No siempre estamos juntos, al menos no en el mismo espacio físico. Pero seguimos conectados. Yo te guardo en mi memoria. Seguramente tú también te acordarás de mi. Yo no me olvido de las veces que te has burlado de mi, no me olvido de tus desprecios constantes, no me olvido de tus abusos, tus maneras prepotentes, tu intransigencia, tus gritos... Algunas cosas las tengo tan grabadas que no sólo son recuerdos tuyos que guardo en mi mente, están también en mi cuerpo, me producen escalofríos en la piel o temblores en las manos, me revuelven el estómago o agitan violentamente el latir de mi corazón. También guardo sensaciones dulces que me invitan a una sonrisa, aunque ahora no recuerdo si fuiste tú quien me tranquilizaste con tus palabras y con tu mirada cálida y acogedora. Mi cuerpo, tu cuerpo, no deja de registrar hábitos, de almacenar en la mente y en la piel experiencias que se nos repiten una y otra vez. La mayor parte de lo que expresamos, con la palabra o con el cuerpo, en tu presencia o en soledad, es pura repetición de hábitos adquiridos. Ideas repetidas, gestos repetidos, hábitos contraídos. De algunos soy consciente, otros operan sin tenerme en cuenta, desde el profundo inconsciente. Cuando estoy contigo, cuando pienso en ti, cuando te siento en mi, una y otra vez, casi sin excepción, recurro a caminos muchas veces transitados, ni buenos ni malos, simplemente conocidos. No me desnudo ante ti, no sabría, aunque sé que es posible hacerlo.
En tu presencia o ausencia, contigo y con quienes comparto un sueño, una visión, un trabajo, una manera de vivir el día a día, con todos vosotros estoy conectado. De la misma manera que tú estás conectado con toda la gente que forma o ha formado parte de tu vida. Conexiones distintas con gentes y grupos distintos. No son sólo las palabras quienes hacen de vínculo, ni tampoco los gestos, ni los recuerdos, aunque así lo creamos. Contraer hábitos es robar un cachito de identidad a un ser que se expresa cada día en todo lo que somos. Mis ideas más queridas, las más odiadas, las más difíciles (hábitos de la mente) son la expresión de un ser que se manifiesta preferentemente a través de la palabra. Mis gestos más seductores, los más agresivos, los más dulces (hábitos del cuerpo) son igualmente la expresión de un ser que se manifiesta a través de mi cuerpo. Mis explosiones de alegría o de rabia, mis enfados, mi ternura, todo ello es la expresión de un ser que se expresa a través de mi plano emocional. Es verdad que la expresión es única porque yo soy único, nadie ha vivido mi vida, pero el ser es el mismo para ti y para mi.
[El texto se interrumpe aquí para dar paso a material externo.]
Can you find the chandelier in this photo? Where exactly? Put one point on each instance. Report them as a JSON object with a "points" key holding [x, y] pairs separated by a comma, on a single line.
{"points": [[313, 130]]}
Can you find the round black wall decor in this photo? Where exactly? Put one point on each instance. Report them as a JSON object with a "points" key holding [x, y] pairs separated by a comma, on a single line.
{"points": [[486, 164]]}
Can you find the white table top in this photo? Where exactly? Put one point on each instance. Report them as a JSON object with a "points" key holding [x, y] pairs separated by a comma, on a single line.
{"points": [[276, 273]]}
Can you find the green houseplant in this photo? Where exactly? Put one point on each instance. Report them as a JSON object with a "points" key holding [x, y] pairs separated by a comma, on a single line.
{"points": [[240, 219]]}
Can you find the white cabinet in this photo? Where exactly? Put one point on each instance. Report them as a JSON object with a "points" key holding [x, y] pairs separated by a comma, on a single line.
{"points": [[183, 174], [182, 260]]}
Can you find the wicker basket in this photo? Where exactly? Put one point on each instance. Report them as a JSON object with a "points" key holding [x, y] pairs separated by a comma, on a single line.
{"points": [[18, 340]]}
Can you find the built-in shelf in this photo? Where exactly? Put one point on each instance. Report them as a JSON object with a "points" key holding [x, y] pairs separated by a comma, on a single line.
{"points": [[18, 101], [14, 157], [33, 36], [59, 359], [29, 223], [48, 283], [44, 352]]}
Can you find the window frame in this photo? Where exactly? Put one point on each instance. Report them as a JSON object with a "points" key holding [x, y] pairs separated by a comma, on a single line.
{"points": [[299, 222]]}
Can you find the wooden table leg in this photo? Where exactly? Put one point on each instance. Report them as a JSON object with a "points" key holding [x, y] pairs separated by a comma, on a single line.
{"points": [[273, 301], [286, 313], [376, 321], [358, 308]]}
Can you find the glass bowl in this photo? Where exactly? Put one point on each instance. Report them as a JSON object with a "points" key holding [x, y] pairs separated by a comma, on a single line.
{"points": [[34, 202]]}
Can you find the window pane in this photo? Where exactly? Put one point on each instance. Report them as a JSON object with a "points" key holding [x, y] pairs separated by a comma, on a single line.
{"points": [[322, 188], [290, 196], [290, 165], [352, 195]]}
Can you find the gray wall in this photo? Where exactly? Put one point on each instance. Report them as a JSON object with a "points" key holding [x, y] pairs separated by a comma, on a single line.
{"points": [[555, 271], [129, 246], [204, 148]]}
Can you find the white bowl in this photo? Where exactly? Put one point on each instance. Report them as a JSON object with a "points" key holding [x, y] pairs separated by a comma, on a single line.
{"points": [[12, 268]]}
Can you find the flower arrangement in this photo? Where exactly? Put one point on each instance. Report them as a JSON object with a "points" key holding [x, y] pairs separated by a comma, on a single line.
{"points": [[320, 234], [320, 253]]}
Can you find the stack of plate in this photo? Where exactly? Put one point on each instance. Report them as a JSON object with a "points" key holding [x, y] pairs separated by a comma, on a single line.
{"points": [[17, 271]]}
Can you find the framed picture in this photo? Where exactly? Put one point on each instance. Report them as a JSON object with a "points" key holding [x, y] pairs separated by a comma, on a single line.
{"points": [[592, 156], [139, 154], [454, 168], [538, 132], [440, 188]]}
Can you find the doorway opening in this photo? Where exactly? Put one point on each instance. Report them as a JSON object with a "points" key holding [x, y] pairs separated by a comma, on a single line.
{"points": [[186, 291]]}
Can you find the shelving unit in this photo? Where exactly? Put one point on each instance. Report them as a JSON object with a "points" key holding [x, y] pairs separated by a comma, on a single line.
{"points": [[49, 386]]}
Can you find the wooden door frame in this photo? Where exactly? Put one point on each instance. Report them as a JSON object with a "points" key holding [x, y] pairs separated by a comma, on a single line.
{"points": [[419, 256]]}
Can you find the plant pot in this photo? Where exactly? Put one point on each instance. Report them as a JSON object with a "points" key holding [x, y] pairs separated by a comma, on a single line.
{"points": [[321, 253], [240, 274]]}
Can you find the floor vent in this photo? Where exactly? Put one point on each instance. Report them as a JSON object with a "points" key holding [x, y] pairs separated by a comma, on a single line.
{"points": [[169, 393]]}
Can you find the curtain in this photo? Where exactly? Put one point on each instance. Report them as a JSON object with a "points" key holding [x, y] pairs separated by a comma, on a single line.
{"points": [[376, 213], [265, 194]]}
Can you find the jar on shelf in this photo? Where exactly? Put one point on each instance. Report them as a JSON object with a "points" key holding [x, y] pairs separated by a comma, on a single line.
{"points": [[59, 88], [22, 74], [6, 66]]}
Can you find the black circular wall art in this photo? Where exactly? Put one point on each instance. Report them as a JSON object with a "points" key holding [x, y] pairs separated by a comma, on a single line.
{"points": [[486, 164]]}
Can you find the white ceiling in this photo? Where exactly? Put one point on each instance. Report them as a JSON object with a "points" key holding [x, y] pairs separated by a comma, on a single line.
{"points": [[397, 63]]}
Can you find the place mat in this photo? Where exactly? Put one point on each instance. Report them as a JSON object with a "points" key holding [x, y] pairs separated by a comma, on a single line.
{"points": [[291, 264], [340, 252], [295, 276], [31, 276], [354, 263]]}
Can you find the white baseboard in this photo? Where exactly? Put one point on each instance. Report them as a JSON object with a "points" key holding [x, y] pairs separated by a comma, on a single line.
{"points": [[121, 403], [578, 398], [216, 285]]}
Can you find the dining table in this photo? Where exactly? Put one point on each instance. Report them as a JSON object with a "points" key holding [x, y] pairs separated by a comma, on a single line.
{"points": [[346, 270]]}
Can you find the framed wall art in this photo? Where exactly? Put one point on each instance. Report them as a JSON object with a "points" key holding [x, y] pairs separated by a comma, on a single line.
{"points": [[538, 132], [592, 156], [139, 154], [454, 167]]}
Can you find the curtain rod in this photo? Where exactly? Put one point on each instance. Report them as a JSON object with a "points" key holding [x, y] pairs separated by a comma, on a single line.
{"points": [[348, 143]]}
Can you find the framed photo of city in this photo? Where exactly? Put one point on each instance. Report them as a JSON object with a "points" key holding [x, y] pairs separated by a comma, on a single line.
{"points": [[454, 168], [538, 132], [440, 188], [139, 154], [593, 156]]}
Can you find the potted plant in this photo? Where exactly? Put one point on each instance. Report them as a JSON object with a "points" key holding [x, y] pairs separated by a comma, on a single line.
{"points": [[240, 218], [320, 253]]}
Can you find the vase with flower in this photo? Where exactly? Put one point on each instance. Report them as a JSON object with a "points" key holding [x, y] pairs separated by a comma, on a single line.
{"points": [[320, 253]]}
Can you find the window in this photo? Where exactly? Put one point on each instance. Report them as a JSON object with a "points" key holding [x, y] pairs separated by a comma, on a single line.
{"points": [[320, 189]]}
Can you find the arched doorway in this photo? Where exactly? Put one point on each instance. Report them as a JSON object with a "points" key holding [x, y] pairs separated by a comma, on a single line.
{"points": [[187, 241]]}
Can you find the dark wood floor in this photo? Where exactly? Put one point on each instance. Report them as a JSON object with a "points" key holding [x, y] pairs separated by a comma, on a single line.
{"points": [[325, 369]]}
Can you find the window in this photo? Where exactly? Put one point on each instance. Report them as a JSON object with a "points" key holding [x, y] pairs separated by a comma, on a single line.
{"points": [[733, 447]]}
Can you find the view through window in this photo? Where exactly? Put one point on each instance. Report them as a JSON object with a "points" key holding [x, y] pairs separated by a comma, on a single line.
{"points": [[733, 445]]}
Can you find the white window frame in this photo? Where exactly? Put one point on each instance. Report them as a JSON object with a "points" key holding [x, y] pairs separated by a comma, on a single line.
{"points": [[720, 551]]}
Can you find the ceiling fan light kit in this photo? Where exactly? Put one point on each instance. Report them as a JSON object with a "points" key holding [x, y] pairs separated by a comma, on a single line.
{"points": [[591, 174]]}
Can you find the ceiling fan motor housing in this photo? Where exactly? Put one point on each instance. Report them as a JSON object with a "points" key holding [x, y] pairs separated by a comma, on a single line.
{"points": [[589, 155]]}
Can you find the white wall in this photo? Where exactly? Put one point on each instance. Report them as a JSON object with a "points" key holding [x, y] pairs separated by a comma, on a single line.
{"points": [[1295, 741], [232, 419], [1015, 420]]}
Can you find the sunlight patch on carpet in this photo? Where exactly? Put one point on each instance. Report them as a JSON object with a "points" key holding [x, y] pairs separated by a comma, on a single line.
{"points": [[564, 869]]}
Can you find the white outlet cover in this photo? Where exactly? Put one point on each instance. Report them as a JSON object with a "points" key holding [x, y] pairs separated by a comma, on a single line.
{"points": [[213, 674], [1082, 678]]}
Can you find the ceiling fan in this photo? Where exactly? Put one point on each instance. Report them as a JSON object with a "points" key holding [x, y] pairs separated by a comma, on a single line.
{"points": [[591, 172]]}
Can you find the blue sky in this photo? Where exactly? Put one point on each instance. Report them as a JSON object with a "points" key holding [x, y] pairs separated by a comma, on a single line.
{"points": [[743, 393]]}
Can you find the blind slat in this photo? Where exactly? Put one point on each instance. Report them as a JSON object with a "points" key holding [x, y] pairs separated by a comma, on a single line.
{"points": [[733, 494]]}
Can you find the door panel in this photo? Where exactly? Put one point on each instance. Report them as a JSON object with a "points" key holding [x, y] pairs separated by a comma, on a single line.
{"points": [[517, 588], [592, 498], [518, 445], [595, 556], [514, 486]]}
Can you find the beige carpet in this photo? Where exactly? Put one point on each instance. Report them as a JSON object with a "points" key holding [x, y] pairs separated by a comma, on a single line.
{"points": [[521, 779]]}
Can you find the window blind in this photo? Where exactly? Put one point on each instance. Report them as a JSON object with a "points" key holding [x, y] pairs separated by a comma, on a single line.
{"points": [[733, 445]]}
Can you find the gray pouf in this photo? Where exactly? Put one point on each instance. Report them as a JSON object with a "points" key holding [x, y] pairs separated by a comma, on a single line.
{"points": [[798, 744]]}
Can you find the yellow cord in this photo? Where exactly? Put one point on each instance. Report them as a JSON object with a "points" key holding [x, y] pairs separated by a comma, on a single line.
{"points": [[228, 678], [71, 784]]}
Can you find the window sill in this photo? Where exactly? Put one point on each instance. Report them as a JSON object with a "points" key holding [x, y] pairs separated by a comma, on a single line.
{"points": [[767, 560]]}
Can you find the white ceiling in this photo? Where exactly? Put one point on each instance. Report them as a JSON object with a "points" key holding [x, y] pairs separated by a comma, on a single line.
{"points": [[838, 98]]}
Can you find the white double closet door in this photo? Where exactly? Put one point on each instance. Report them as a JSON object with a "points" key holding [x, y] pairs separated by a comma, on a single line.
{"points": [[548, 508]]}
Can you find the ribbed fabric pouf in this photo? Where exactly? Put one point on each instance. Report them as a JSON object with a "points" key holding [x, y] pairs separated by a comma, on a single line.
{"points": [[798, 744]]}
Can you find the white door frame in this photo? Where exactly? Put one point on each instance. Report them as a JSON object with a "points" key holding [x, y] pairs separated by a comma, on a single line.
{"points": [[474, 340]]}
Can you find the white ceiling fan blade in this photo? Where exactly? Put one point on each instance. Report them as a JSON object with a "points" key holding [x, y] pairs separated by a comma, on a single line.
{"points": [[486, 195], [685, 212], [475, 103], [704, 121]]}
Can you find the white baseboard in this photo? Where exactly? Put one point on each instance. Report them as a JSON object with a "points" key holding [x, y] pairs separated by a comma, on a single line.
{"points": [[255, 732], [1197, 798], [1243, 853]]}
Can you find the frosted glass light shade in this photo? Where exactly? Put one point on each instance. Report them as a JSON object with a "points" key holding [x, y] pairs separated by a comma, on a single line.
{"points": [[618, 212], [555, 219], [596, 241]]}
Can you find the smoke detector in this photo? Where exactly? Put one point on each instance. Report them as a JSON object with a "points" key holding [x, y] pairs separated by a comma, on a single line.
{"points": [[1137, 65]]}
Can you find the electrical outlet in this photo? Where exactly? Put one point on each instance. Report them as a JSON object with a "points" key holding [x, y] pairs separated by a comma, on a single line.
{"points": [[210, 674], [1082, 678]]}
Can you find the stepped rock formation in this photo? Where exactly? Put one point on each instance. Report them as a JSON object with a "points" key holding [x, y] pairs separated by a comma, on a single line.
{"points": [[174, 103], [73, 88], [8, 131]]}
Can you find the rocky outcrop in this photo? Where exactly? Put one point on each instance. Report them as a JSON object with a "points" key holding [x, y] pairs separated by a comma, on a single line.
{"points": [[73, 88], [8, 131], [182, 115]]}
Cuando estamos juntos, tú y yo, todos nosotros, hay un ser que se expresa a través de nosotros, que quiere hacerse visible a través de la palabra, de las emociones, de los flujos invisibles de atracción y repulsión que llenan el espacio que creamos entre todos. Es un ser que se expresa a través de todos los roles que jugamos, cuando tiramos de la gente para sacar adelante un proyecto o nos dejamos arrastrar, cuando apoyamos una propuesta ajena o nos enfrentamos a ella, cuando nos sentimos unidos y, también, cuando discutimos y nos sentimos alejados, cuando conseguimos nuestros objetivos y lo celebramos o cuando estamos atascados y en conflicto.